Scenario: Transforming a list of files as data flow - 6.1

Talend Components Reference Guide

EnrichVersion
6.1
EnrichProdName
Talend Big Data
Talend Big Data Platform
Talend Data Fabric
Talend Data Integration
Talend Data Management Platform
Talend Data Services Platform
Talend ESB
Talend MDM Platform
Talend Open Studio for Big Data
Talend Open Studio for Data Integration
Talend Open Studio for Data Quality
Talend Open Studio for ESB
Talend Open Studio for MDM
Talend Real-Time Big Data Platform
task
Data Governance
Data Quality and Preparation
Design and Development
EnrichPlatform
Talend Studio

The following scenario describes a Job that iterates on a list of files, picks up the filename and current date and transforms this into a flow, that gets displayed on the console.

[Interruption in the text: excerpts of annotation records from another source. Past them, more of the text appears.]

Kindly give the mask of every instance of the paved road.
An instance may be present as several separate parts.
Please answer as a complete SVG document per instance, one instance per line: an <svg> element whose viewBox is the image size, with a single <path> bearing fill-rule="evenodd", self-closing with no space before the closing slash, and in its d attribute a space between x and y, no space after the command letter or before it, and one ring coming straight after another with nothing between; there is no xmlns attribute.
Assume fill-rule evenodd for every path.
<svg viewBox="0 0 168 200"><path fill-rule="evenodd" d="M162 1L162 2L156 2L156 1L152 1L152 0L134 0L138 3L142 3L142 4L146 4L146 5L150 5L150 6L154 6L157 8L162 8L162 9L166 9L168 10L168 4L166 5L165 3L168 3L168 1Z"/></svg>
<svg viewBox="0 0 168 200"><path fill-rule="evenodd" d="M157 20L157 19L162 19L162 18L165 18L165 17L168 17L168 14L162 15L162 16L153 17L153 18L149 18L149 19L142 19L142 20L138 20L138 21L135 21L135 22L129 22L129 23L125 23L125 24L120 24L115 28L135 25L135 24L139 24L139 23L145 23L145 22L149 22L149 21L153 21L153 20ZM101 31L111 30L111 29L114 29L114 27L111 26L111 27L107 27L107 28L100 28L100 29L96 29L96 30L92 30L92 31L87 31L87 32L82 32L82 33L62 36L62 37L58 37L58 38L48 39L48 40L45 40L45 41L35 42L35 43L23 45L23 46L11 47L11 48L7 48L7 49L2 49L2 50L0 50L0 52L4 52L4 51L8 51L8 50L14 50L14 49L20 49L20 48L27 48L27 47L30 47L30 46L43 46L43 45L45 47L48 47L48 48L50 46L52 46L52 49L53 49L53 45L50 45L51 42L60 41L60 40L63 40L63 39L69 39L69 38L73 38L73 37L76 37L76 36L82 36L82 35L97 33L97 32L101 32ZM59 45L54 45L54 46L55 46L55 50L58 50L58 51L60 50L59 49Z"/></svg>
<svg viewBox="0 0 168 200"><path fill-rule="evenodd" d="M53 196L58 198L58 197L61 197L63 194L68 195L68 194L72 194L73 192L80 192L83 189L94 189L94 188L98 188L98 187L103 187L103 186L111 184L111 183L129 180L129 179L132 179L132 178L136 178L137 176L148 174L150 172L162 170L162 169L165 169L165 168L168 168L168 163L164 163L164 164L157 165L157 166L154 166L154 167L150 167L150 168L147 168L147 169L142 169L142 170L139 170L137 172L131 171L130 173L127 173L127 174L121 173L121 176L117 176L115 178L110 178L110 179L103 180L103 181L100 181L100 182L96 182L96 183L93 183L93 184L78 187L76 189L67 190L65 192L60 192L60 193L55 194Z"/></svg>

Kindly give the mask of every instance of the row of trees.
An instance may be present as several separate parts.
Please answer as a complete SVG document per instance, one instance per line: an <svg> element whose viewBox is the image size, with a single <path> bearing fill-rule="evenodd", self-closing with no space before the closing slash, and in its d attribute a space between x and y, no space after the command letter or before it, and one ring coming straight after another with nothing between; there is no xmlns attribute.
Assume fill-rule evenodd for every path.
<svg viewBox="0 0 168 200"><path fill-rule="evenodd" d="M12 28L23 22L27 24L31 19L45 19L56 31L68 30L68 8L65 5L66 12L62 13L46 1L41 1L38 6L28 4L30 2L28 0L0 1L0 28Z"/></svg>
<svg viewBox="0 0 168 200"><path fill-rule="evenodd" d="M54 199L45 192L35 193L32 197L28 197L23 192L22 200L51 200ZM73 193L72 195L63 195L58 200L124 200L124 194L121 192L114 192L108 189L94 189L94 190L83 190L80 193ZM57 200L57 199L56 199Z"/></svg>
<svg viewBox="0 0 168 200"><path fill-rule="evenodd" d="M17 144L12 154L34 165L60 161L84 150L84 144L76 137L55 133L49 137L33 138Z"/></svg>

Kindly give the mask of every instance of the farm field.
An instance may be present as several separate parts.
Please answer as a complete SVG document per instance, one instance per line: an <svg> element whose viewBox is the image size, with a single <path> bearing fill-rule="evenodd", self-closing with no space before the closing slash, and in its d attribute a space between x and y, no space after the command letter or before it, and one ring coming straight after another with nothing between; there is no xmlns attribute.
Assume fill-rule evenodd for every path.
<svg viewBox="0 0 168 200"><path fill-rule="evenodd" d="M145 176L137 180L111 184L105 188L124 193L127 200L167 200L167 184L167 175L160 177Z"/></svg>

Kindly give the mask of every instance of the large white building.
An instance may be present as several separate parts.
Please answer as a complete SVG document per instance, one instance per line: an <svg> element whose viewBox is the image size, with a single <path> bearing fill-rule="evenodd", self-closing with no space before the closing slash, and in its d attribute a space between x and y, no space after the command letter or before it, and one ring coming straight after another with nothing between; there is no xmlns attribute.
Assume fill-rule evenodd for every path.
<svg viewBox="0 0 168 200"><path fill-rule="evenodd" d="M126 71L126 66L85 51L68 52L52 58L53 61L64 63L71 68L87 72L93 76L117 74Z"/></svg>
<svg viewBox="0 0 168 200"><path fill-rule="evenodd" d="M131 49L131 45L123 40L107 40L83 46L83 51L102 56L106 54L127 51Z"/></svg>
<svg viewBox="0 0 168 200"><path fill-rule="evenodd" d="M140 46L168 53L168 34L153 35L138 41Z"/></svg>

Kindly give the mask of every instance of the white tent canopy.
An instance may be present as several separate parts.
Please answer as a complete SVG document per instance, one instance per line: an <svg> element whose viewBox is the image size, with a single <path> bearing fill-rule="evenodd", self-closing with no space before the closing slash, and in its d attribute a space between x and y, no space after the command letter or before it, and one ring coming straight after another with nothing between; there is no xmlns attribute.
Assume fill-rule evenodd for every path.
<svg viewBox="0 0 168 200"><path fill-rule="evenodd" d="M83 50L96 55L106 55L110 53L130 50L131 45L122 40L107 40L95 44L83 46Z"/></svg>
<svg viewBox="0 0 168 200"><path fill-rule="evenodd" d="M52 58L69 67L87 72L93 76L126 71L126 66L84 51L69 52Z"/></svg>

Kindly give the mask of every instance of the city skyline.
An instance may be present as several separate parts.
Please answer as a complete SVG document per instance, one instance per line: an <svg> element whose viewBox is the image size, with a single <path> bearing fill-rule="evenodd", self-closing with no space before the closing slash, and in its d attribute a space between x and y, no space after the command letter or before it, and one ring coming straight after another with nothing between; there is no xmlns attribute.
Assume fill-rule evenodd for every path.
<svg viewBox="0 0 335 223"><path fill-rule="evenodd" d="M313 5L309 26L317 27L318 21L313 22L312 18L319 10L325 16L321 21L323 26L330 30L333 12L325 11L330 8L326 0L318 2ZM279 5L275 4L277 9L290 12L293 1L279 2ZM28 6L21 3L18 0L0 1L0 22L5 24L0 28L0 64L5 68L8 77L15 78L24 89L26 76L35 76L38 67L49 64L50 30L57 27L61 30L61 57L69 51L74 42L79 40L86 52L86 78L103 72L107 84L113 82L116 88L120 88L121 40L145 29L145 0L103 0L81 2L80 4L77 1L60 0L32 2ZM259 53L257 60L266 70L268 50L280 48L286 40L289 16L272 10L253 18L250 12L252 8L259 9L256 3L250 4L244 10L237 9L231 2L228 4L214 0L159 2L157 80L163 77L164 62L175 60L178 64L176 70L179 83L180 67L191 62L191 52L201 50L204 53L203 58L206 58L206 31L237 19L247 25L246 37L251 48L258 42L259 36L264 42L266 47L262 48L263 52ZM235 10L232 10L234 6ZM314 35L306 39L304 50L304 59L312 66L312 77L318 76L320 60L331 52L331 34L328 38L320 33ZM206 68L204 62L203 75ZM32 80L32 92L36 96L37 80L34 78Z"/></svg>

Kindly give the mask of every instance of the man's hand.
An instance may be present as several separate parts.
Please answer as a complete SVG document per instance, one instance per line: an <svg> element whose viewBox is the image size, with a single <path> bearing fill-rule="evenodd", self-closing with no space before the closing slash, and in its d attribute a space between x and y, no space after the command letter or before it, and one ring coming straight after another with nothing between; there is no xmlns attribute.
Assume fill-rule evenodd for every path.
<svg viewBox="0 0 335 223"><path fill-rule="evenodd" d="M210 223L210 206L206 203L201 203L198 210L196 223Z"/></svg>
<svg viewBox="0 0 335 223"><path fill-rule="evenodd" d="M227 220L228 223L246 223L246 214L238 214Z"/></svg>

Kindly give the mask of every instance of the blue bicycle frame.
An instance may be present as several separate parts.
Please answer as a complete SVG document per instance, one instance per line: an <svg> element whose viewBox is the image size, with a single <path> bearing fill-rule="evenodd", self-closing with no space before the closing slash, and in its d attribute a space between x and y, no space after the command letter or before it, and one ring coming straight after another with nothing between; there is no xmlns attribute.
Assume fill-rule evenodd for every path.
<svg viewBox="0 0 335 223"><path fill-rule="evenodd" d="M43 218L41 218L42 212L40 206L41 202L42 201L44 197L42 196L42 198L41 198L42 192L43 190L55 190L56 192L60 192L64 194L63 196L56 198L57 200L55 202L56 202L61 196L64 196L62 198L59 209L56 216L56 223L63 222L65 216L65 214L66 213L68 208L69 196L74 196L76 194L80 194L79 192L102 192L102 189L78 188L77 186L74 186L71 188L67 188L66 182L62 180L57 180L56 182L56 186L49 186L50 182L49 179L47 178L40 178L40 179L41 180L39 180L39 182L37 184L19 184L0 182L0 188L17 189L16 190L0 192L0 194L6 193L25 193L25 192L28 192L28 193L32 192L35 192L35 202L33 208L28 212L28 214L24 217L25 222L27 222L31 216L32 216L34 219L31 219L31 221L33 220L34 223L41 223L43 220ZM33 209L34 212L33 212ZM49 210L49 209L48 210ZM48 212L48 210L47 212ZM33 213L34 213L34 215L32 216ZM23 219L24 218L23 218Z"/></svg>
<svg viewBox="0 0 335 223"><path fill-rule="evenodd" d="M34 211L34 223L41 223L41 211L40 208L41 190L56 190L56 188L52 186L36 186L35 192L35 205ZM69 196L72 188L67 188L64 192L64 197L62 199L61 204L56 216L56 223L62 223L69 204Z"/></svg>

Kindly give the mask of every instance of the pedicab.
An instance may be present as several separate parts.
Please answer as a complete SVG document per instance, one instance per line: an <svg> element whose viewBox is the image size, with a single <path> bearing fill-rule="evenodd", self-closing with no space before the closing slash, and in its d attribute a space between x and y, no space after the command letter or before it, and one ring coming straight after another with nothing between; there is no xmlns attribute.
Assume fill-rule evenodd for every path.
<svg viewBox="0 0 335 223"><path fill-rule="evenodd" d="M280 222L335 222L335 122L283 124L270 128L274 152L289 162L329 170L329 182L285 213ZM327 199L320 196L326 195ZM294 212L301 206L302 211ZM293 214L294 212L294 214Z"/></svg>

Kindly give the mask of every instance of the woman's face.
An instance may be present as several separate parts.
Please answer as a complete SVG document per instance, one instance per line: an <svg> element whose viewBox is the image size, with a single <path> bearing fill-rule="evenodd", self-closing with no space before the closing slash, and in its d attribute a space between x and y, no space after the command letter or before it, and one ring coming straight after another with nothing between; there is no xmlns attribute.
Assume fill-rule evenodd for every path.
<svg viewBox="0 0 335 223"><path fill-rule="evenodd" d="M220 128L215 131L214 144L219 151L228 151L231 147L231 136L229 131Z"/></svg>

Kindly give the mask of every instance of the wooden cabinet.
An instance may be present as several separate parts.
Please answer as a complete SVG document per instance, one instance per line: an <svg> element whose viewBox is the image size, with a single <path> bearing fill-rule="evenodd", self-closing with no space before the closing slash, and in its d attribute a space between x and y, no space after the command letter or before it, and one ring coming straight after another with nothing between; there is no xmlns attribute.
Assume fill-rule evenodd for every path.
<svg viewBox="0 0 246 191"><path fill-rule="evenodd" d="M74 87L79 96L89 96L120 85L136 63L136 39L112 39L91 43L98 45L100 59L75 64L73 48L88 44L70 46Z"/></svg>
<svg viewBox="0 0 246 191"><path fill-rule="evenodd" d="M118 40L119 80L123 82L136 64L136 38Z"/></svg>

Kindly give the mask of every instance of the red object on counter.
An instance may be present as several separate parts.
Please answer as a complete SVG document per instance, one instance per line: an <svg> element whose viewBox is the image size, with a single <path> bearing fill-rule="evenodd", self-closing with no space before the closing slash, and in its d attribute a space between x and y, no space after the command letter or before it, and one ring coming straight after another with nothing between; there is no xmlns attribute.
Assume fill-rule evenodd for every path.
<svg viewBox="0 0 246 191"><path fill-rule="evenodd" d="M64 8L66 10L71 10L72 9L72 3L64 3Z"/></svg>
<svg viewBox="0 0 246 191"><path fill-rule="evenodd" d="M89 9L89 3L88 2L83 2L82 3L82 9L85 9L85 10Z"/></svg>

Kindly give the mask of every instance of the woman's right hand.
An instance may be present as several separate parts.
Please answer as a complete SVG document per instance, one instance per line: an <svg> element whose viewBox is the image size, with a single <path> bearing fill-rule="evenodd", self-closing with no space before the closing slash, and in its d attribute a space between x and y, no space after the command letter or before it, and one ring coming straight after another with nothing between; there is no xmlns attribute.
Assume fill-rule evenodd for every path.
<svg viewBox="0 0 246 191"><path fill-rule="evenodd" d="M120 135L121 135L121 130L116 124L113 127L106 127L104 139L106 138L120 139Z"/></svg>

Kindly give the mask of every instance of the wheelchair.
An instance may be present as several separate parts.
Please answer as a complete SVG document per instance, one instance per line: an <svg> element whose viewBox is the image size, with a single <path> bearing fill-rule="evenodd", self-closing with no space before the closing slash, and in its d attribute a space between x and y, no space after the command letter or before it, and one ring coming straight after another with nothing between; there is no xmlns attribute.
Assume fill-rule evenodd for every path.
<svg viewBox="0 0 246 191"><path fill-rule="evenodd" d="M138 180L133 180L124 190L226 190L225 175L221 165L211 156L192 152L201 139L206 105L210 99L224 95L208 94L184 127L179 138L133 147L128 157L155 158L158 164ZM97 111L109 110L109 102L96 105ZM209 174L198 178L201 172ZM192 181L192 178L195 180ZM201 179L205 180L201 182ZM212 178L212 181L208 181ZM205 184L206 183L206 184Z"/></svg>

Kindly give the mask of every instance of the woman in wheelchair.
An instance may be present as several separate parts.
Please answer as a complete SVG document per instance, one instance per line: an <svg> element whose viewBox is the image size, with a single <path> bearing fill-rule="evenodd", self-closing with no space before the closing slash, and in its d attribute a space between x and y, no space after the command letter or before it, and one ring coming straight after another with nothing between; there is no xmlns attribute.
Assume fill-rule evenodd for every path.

  • Drop the following components: tFileList, tIterateToFlow and tLogRow from the Palette to the design workspace.

  • Connect the tFileList to the tIterateToFlow using an iterate link and connect the Job to the tLogRow using a Row main connection.

  • In the tFileList Component view, set the directory where the list of files is stored.

  • In this example, the files are three simple .txt files held in one directory: Countries.

  • No need to care about the case, hence clear the Case sensitive check box.

  • Leave the Include Subdirectories check box unchecked.

  • Then select the tIterateToFlow component et click Edit Schema to set the new schema

  • Add two new columns: Filename of String type and Date of date type. Make sure you define the correct pattern in Java.

  • Click OK to validate.

  • Notice that the newly created schema shows on the Mapping table.

  • In each cell of the Value field, press Ctrl+Space bar to access the list of global and user-specific variables.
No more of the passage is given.